While antidepressants are not a first-line treatment for insomnia, a strong relation between depression and sleeplessness has been proven by experts. People experiencing chronic pain from arthritis or fibromyalgia are generally sleep deprived and may also benefit from antidepressant use.
Antidepressants have their own set of side effects, such as upset stomach or headache, especially in the beginning. If serious side effects occur, you should consult with your doctor.
Natural Insomnia Medications
Valerian, Hops, Passionflower, Chamomile, Thyme, Wild Oats, Catnip, Black Currant, Linden Flower (Tilia), Hibiscus, Jamaica Dogwood, St. John's Wort, Skullcap, Wild Lettuce and Lavender are herbs known to promote relaxation and sleep.
If you do not have a serious medical condition that causes sleep challenges, natural insomnia cures, used with your doctor's approval, help prevent or relieve insomnia.

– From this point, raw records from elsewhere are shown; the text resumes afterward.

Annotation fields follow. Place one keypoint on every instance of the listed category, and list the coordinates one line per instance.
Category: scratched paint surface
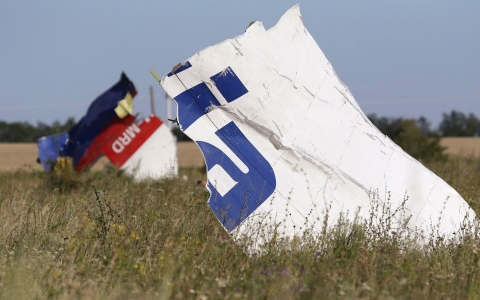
(285, 142)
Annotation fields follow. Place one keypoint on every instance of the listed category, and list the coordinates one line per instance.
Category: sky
(399, 58)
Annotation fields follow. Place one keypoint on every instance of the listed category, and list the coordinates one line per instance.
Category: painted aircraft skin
(143, 150)
(286, 144)
(85, 142)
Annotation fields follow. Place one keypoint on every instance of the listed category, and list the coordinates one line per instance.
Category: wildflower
(121, 228)
(134, 235)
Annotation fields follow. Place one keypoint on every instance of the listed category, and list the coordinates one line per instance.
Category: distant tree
(412, 139)
(24, 132)
(458, 124)
(388, 126)
(414, 136)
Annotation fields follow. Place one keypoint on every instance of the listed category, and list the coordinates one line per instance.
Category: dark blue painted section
(49, 149)
(183, 67)
(99, 115)
(252, 188)
(194, 103)
(229, 85)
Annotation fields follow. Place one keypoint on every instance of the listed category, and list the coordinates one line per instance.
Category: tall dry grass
(99, 235)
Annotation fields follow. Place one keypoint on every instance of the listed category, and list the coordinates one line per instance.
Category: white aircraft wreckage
(287, 145)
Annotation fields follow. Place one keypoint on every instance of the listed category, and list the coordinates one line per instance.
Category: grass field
(15, 156)
(99, 235)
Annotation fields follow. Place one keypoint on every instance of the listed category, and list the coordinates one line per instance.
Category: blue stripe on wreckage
(251, 188)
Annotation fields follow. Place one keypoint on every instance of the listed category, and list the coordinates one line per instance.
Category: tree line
(415, 136)
(24, 132)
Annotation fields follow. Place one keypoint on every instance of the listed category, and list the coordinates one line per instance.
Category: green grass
(99, 235)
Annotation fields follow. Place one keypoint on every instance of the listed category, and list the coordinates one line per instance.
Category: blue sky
(399, 58)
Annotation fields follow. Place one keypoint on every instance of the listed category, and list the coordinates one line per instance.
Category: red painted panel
(127, 142)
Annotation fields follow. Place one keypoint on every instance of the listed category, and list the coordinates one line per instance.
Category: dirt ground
(14, 156)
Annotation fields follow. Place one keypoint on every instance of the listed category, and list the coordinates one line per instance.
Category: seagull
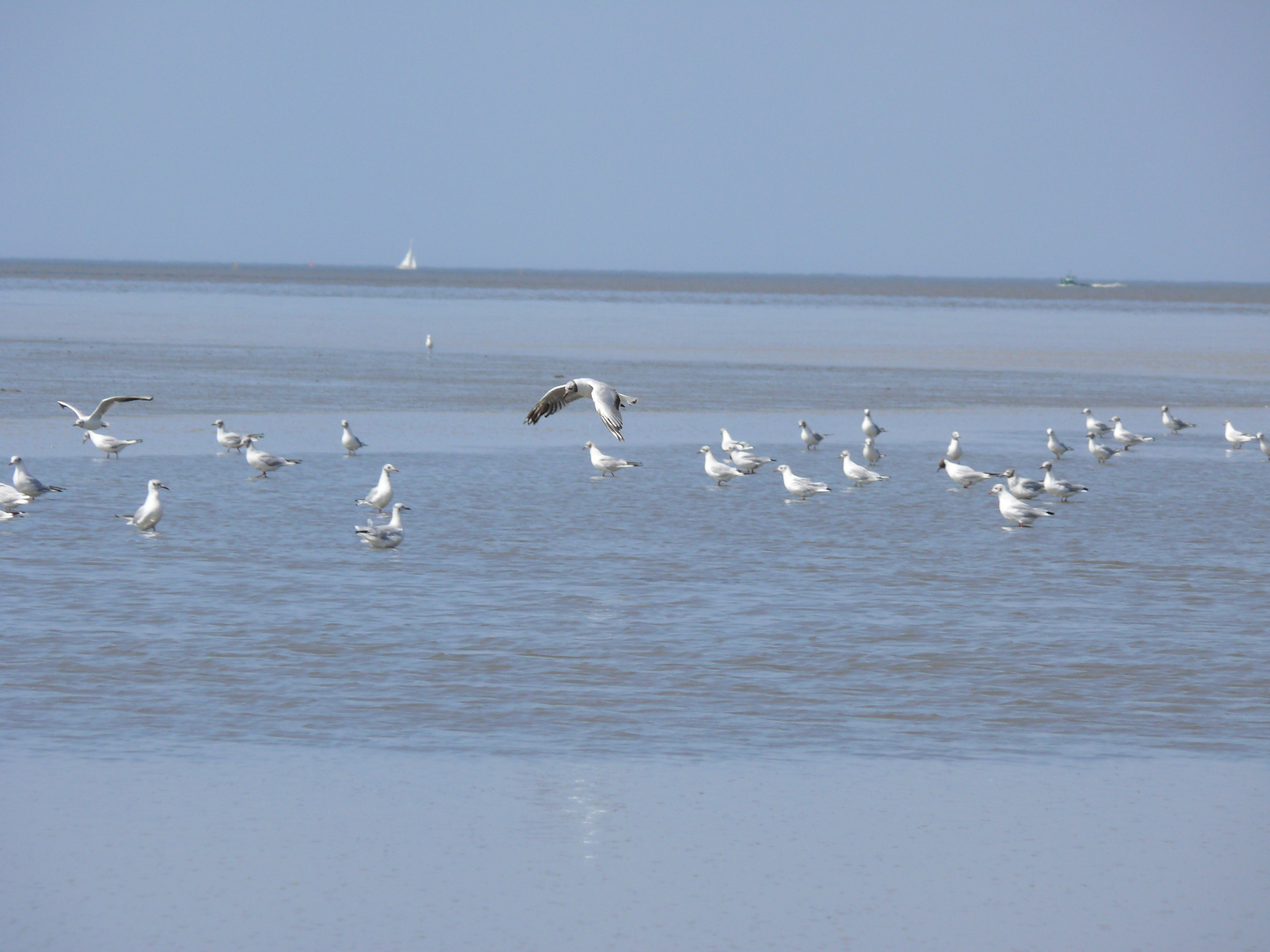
(1056, 446)
(26, 484)
(1061, 489)
(869, 427)
(811, 437)
(1020, 487)
(349, 442)
(856, 472)
(1100, 452)
(231, 441)
(150, 512)
(1172, 421)
(800, 487)
(747, 461)
(966, 475)
(109, 444)
(1094, 428)
(11, 496)
(1235, 438)
(719, 471)
(608, 465)
(1128, 439)
(383, 493)
(1016, 509)
(94, 419)
(262, 461)
(386, 536)
(609, 403)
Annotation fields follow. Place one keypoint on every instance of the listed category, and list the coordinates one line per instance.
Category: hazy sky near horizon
(944, 138)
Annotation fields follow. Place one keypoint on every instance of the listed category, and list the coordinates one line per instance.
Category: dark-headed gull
(810, 435)
(608, 465)
(94, 419)
(26, 484)
(1016, 509)
(381, 495)
(609, 403)
(856, 472)
(1172, 421)
(800, 487)
(152, 510)
(265, 462)
(964, 475)
(1059, 489)
(109, 444)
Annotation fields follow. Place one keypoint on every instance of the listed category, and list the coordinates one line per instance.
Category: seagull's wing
(556, 398)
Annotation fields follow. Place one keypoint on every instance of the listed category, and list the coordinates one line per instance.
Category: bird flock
(1013, 496)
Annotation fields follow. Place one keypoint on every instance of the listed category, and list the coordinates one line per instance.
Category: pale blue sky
(1117, 140)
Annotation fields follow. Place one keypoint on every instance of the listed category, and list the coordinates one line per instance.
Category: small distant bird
(1172, 421)
(800, 487)
(265, 462)
(1059, 489)
(1094, 428)
(721, 471)
(810, 435)
(383, 493)
(1125, 438)
(1016, 509)
(1020, 487)
(348, 441)
(964, 475)
(1102, 452)
(387, 536)
(870, 452)
(1236, 438)
(609, 403)
(233, 441)
(109, 444)
(150, 512)
(608, 465)
(748, 462)
(1056, 446)
(94, 419)
(856, 472)
(26, 484)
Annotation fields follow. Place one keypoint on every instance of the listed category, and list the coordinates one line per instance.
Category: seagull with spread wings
(609, 403)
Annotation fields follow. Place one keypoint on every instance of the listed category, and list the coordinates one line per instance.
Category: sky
(1125, 140)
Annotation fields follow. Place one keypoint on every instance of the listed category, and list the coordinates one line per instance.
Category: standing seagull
(1235, 438)
(383, 493)
(94, 419)
(1094, 428)
(26, 484)
(1125, 438)
(109, 444)
(810, 435)
(1172, 421)
(265, 462)
(1056, 446)
(150, 512)
(1016, 509)
(608, 465)
(609, 403)
(348, 441)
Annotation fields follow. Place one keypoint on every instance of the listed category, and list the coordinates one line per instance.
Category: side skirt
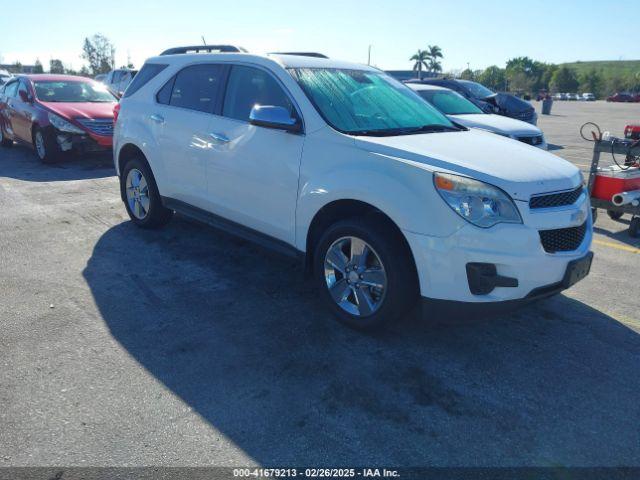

Your local health food store carries herbal teas, tinctures and capsules, which when used according to directions promote safe and natural sleep.
Best results are achieved with tincture made of sleep-inducing herbs, such as: lemon balm, valerian, hops, passion flower and chamomile. Valerian is suggested as the best known herbal treatment, if an herbal tincture fails to work. Lemon balm also acts as a sedative.
You can also find some "sleep teas" containing calming herbal blends at your grocery store and health stores. Add boiling water to a small tea cup (especially if you are concerned about night time toilet breaks), steep for 3-4 minutes and sip while unwinding 30-40 minutes prior to going to bed.
See my personal favorite natural sleep tea recipe that gives me satisfying deep sleeps.
Heavenly Relief ... Aaaaah!
If you prefer not to drink tea at night, you can always have a relaxing and destressing bath using a blend of any of the above herbs. Just put herbs in a muslin-type bag and hang under the hot running water from the faucet. Adding magnesium, Epsom salt and/or magnesium oil, helps to relax tense or aching muscles.
The combination of both inhaling the herb infused steam and absorbing the herbal blend through your skin provides a wonderful calming sensation for both your brain and body. Your blissful sleep awaits without using insomnia medications.